Katja Gerhart, 30, Krankenschwester in der Geriatrie der SHG-Kliniken Sonnenberg, Saarbrücken

Gesetzliche Personalbemessung jetzt

Seit zwölf Jahren arbeite ich als Krankenschwester. In den zwölf Jahren ist die Personalsituation immer schlimmer geworden, auch durch die Einführung von Fallpauschalen. Kolleg/innen sind in Rente gegangen, Stellen wurden nicht mehr nachbesetzt. Wir haben bei uns am Klinikum zwar interne Vorschriften zur Mindestbesetzung auf den Stationen, aber dennoch immer noch weniger Personal als notwendig. Und wenn jemand krank ist, haben wir keinen Pool mehr, aus dem wir Ersatz bekommen können. Wir versuchen, alles Machbare auch zu machen, denn wir arbeiten mit Menschen. Aber die Pflege ist eher zur Massenabfertigung geworden. Oft sind wir nachts alleine auf der Station, das ist sehr belastend. Personal fehlt in allen Bereichen, nicht nur in der Pflege, und das nicht nur bei uns, sondern bundesweit in allen Krankenhäusern.
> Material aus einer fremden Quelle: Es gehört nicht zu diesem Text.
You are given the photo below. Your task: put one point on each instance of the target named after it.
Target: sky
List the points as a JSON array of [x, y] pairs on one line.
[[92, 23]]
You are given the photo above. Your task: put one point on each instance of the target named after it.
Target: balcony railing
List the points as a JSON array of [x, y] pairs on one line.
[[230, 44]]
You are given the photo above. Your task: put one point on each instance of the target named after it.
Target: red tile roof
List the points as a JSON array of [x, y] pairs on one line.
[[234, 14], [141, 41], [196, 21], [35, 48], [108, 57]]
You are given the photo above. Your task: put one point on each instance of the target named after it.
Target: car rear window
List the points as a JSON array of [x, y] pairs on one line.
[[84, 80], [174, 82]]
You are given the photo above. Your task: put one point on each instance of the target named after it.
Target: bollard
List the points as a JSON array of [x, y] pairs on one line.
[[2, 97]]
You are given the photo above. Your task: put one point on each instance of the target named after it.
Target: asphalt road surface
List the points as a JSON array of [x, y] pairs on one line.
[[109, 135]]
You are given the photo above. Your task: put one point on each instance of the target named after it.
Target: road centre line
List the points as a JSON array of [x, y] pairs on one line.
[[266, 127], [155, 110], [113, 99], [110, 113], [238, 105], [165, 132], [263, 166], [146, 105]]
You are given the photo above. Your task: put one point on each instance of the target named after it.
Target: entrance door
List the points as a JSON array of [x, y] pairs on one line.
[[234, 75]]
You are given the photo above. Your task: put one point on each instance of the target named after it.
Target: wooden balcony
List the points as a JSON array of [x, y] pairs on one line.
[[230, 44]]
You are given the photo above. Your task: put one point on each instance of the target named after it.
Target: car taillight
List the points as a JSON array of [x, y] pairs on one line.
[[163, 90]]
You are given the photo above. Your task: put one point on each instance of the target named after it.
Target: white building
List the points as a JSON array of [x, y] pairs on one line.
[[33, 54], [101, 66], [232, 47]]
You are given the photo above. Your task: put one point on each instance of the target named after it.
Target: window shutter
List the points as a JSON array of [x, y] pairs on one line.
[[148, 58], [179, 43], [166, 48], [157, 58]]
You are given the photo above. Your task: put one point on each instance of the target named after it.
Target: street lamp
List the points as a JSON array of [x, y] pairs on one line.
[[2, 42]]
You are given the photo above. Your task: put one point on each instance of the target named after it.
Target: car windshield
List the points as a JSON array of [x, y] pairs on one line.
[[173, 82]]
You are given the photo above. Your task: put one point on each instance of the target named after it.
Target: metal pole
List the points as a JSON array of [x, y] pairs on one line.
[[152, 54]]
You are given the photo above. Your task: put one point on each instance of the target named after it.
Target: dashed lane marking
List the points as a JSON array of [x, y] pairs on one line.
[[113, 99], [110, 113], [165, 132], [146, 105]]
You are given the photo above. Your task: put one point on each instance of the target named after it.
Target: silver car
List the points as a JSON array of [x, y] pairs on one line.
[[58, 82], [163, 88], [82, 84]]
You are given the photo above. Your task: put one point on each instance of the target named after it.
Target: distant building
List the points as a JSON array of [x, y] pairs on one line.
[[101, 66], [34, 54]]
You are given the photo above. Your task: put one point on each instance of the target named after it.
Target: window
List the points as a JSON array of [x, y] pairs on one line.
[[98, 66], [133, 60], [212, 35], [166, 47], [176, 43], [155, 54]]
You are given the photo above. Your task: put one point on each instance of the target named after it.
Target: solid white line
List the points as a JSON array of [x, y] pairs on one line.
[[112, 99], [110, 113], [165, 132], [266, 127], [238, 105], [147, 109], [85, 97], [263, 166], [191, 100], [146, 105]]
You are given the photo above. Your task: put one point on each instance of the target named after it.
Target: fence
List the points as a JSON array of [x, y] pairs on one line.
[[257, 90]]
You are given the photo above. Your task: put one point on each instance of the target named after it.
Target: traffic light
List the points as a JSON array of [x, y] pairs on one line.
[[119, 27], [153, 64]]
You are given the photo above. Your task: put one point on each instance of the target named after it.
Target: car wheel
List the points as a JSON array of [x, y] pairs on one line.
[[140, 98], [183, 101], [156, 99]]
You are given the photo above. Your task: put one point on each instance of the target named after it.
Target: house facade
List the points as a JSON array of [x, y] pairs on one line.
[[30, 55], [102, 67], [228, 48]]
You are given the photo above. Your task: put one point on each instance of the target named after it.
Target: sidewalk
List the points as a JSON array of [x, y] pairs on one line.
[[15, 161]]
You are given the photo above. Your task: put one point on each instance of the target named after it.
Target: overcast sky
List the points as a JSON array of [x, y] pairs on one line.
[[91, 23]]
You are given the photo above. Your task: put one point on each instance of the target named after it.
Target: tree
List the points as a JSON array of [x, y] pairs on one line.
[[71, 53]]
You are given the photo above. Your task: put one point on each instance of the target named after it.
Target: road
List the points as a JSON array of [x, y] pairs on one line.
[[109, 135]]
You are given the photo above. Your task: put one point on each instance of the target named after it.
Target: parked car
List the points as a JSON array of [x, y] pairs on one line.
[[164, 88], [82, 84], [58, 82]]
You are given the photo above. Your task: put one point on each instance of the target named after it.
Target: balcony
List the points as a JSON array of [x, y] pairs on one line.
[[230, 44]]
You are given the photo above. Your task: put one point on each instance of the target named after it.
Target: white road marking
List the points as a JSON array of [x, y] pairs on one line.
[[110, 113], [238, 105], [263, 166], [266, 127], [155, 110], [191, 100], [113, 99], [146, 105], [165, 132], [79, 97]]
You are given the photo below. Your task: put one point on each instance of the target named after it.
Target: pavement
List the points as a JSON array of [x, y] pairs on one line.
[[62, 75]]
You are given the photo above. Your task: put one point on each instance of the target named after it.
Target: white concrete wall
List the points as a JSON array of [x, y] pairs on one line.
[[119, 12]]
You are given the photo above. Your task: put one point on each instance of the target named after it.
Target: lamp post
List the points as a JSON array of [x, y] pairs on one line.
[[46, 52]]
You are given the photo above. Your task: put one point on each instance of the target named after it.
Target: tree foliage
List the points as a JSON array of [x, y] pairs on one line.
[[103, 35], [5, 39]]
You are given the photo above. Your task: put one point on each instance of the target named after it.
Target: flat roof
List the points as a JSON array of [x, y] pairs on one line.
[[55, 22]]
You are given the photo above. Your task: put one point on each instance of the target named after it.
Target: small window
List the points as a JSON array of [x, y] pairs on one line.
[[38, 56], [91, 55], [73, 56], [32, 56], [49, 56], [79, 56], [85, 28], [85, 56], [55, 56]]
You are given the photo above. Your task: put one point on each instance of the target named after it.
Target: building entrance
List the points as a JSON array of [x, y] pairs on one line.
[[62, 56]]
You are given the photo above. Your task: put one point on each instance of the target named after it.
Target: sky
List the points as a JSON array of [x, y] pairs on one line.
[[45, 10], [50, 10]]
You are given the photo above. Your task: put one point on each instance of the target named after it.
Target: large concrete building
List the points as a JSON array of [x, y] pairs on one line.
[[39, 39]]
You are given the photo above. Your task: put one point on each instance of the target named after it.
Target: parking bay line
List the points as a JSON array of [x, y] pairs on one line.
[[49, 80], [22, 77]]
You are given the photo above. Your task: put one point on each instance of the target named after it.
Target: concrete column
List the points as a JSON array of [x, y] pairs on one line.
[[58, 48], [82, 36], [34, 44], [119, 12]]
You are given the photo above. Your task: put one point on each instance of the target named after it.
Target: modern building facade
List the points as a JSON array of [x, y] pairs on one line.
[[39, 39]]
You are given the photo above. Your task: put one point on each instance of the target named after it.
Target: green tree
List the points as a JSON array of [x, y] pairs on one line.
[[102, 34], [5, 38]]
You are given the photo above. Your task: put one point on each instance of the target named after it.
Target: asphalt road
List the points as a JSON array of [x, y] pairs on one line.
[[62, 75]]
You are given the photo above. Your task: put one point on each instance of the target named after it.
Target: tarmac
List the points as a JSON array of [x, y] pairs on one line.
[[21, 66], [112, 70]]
Deswegen müssen die Fallpauschalen abgeschafft werden. Und wir brauchen gesetzliche Vorgaben für die Personalbemessung, damit feststeht, in welchen Bereichen eine Pflegekraft für wie viele Patient/innen verantwortlich ist und nicht mehr alleine auf einer Station ist. Diese Vorgaben müssen aber auch kontrolliert werden, die Nichteinhaltung muss Konsequenzen haben. Krankenschwester ist immer noch mein Wunschberuf. Ich würde ihn wieder wählen, auch wenn ich weiß, dass ich das unter diesen Bedingungen nicht bis zur Rente durchhalten kann.